And I was thinking about this when I was reading the comments on papersky's Tor.com post about the Suck Fairy. Because people were coming in talking about taking authors as products of their times and taking their sexism, racism, etc. as products of their times. (What boggled me is that some of these people seemed to be talking as though Jo, of all people, needed to have taking things in historical context explained to her. Jo. Riiiight.) And to a certain extent, I can totally get behind that. We can't and shouldn't expect authors to be products of our times and to mirror our own contemporary attitudes. It ruins a lot of historical fiction to project backwards, it makes history less interesting to assume that everyone ought always to be the same, and it's just not realistic.
However. I sometimes get uneasy when I hear people using this too blithely. Because I have heard it used to excuse too much. Sometimes people say, "Oh, well, it was another time then," and then don't check the copyright date. Sometimes you need to make sure the other time was not 1985. Sometimes even 1955 was soon enough to know better. Sometimes you need to look at what else was really going on at the time, what other things were being written or discussed or enacted in the wider world, and say, "Well, yes, this author was a product of the times. But this author was also a product of choices. And some of those choices were bad ones. I like these choices in this book. And I don't like these other choices here, whether they're political or aesthetic or typographical."

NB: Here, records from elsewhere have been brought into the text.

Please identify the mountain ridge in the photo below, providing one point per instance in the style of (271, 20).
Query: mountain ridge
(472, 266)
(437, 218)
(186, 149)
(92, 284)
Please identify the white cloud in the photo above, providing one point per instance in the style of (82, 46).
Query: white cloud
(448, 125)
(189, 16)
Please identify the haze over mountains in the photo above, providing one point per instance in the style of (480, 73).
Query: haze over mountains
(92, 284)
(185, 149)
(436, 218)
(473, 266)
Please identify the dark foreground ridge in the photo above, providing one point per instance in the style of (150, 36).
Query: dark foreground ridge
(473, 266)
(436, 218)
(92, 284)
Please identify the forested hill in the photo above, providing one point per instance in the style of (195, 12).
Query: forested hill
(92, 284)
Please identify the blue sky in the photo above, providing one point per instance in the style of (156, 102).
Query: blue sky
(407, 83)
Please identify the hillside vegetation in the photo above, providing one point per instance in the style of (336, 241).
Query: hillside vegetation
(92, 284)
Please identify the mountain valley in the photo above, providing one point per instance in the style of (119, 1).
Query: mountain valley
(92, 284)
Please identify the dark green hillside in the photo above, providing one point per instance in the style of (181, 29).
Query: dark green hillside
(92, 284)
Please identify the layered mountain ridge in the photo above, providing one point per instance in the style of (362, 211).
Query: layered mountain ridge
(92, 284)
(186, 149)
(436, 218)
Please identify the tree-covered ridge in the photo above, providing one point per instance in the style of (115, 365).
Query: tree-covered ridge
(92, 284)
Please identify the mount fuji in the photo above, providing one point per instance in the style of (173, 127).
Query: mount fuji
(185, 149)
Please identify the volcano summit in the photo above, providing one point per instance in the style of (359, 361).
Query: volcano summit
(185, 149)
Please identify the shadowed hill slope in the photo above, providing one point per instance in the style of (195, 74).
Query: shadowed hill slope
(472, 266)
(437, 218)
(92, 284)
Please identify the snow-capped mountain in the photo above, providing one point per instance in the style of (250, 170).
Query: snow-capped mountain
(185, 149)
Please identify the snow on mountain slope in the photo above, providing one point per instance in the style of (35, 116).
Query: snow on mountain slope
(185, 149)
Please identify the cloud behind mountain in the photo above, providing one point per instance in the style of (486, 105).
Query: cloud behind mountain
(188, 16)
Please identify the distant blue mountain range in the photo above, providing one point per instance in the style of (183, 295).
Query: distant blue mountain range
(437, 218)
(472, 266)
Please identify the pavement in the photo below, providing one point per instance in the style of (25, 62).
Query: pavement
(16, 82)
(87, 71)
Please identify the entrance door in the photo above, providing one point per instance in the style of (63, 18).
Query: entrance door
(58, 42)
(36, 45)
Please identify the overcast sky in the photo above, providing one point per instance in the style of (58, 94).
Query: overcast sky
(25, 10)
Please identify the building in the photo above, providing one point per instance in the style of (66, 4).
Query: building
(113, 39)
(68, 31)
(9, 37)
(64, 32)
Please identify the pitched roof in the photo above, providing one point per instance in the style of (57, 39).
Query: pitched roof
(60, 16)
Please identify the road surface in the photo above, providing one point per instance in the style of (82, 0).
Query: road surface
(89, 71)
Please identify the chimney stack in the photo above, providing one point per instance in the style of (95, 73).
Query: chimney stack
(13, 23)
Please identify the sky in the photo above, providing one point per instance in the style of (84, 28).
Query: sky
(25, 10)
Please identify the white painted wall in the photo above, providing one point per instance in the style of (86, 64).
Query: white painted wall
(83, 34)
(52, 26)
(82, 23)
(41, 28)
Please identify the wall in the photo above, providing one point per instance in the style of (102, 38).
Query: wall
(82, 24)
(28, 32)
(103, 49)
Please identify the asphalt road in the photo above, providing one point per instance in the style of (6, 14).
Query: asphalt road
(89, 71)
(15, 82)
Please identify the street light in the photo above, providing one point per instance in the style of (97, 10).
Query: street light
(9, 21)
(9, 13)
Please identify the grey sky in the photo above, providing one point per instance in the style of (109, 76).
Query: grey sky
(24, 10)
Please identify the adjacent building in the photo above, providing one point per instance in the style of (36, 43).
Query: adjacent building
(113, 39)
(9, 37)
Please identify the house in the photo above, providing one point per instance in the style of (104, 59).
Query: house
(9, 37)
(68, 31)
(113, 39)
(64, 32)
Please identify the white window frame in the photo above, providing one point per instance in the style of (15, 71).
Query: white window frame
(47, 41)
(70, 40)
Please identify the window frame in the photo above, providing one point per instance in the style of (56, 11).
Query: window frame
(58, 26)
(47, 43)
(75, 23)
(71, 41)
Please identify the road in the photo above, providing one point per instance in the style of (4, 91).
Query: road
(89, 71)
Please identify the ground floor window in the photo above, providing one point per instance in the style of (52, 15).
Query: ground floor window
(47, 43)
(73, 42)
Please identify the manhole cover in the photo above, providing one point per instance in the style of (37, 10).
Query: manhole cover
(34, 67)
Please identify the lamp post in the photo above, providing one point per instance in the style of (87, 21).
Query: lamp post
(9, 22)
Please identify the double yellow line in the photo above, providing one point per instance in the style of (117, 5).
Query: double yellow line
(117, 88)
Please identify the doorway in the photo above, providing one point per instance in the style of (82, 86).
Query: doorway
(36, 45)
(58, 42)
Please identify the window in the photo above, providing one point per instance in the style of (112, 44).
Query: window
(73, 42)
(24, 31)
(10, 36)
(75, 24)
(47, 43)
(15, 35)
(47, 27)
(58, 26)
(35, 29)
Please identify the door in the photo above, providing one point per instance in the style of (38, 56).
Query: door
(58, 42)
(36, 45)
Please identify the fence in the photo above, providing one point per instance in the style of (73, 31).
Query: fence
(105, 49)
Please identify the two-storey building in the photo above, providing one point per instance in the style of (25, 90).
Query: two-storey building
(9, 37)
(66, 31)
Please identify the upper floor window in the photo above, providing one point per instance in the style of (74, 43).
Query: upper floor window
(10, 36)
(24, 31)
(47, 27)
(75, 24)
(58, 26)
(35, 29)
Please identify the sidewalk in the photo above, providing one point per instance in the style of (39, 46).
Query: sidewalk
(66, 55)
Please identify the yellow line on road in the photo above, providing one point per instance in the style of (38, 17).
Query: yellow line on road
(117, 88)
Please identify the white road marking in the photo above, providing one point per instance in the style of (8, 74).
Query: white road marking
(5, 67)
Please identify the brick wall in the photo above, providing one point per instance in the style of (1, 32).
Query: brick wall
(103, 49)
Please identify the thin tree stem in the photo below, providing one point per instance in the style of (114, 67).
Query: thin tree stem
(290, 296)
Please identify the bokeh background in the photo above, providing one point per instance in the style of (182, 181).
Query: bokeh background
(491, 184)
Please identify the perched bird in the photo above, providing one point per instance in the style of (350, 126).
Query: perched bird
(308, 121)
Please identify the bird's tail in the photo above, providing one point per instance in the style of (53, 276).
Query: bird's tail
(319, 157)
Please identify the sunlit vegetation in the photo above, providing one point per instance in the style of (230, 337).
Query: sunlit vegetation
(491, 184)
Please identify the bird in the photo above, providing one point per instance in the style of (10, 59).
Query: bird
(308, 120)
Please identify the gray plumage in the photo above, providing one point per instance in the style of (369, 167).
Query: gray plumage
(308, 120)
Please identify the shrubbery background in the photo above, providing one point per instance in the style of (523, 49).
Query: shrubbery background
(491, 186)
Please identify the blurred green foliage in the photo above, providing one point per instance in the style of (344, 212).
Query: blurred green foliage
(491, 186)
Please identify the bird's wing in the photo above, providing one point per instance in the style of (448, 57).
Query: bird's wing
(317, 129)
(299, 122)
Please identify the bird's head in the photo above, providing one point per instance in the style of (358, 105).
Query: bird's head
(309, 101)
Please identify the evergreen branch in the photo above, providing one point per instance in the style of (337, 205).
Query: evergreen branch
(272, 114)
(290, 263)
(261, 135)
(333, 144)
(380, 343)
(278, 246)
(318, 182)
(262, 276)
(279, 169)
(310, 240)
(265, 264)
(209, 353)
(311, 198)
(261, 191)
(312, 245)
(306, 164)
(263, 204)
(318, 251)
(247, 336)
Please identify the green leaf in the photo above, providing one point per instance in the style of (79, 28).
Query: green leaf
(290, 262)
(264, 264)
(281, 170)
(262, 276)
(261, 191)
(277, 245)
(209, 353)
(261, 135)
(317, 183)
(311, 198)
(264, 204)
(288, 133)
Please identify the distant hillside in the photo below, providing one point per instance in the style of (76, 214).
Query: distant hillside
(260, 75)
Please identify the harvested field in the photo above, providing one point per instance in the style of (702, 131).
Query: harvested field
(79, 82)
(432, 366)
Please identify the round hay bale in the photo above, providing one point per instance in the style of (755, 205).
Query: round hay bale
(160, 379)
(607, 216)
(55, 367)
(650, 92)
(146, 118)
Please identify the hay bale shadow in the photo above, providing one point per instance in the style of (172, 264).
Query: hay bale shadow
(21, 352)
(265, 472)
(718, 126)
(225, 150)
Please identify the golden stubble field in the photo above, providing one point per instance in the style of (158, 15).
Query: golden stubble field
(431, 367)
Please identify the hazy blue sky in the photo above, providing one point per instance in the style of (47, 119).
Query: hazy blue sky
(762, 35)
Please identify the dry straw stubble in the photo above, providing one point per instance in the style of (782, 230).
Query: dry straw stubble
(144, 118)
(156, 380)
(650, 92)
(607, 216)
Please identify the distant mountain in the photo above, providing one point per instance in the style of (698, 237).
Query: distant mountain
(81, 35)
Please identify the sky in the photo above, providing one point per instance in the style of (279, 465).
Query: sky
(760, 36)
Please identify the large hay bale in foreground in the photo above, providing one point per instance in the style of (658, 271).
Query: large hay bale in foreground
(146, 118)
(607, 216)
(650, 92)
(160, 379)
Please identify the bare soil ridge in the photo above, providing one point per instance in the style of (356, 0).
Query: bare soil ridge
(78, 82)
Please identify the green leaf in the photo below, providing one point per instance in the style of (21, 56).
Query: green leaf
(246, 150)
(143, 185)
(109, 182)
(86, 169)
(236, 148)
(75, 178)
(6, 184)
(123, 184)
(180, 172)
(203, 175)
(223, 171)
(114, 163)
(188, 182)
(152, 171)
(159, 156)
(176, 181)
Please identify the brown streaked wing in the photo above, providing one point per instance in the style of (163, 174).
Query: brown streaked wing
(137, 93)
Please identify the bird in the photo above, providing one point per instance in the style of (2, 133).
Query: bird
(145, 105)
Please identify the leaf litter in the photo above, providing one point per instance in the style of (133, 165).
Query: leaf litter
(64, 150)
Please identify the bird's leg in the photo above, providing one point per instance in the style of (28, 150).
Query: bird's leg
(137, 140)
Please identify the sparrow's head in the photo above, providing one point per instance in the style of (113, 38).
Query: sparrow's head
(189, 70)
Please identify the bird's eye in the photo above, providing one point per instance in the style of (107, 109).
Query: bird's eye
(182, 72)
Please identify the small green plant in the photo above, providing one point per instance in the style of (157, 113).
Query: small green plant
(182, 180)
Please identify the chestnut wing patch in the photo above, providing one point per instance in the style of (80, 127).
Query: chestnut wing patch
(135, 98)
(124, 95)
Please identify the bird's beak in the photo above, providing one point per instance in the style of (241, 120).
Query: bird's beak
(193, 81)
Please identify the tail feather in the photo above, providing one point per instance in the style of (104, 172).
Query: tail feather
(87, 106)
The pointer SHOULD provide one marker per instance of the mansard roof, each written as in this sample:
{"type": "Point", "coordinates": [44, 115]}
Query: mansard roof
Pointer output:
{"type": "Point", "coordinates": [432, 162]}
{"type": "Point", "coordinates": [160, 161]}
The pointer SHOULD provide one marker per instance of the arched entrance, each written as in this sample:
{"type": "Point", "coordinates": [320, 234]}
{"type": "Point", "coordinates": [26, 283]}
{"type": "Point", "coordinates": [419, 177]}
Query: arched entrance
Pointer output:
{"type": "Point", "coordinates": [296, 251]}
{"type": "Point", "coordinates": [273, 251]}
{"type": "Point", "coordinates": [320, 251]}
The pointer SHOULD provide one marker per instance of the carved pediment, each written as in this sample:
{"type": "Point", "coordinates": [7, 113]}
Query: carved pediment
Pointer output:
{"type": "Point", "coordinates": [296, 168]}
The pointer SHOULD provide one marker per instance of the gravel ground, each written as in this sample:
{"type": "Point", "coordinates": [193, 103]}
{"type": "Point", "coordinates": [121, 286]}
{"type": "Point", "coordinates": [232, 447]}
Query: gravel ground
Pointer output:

That's okay. It really is. It is all right to say, not just that a book makes mistakes, but that it is is written by one of your favorite authors and makes those mistakes. It is okay to say that one of your favorite authors wrote a book that has elements in it that were bigger mistakes than its era really justified. Sometimes mistakes can ruin a book, and sometimes they don't have to, but you don't have to defend the mistakes to defend the bits that aren't mistakes. And you don't have to condemn an entire era in order to like a book from it. Sometimes your favorite author had a blind spot that not everybody had. Pretty much every time, in fact. We all do. Your sister and your brother and your dad and mommy too. There doesn't have to be a caveat about historical context every time. Sometimes it's not the history. Sometimes being a jerk--for whatever reason, to whatever person or group of people--really does get to be our own fault.